In August of 1984 President Ronald Reagan announced that a teacher would be the first civilian in space. McAuliffe was one of 11,000 applicants to the Teacher in Space program. She wasn't a science teacher; her field was social studies. On her application she said, “I watched the space program being born, and I would like to participate.” In July of 1985, Vice President George H.W. Bush announced McAuliffe's selection as the first teacher in space. Before the launch on a frigid January day, McAuliffe remarked, “Imagine a history teacher making history.”
During the Challenger mission, McAuliffe was scheduled to perform a number of experiments and lessons for the classroom. The Public Broadcasting System planned to televise two of her lessons. Her first lesson, “The Ultimate Field Trip” would have featured a tour of the shuttle, while her second lesson, "Where We've Been, Where We're Going," was meant to demonstrate the impact of the space program on technology.
McAuliffe also planned to conduct science lessons in microgravity, demonstrating magnetism, physics and hydroponics – growing plants without soil. She would also be responsible for performing three student experiments during the mission: examining chicken embryo growth, researching a titanium alloy, and observing crystal growth.
As a former science teacher myself, I lament that these lessons were never shared with the world. The images that should have been etched in my mind, and the ones that I would have eventually shared with my students, were those of a teacher performing science experiments in space.
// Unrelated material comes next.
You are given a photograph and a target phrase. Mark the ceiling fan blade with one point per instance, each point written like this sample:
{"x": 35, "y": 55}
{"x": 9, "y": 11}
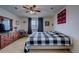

These memories were replaced by the sudden and catastrophic fireball when Challenger and her crew perished.
McAuliffe didn't live during this Internet age, but search for her name on the Web and you will find not just her story, but also ways in which institutions all across the country have memorialized her. There are education awards and scholarships given in her honor. Public schools and science centers are named for her, as well as an asteroid, and craters on the moon and on Venus.
A year after the tragedy, the Challenger crew's family members founded theChallenger Center , which funds interactive space science education centers in dozens of states and the United Kingdom and Canada.
In 2004, McAuliffe and the entire Challenger crew were posthumously awarded the Congressional Space Medal of Honor, the highest American award for spaceflight achievement.
Teacher Barbara Morgan trained alongside McAuliffe in the Teacher in Space program; she was to be McAuliffe's backup. Morgan wasn’t launched in the Discovery mission that followed Challenger. For a while she continued her duties with the Teacher in Space program from earth, and then continued her teaching career. In 1998, Morgan became NASA's first Educator Astronaut, which required two years of training. On August 8, 2007, aboard Space Shuttle Endeavour, Morgan finished the promise of McAuliffe’s mission, a teacher traveling in space.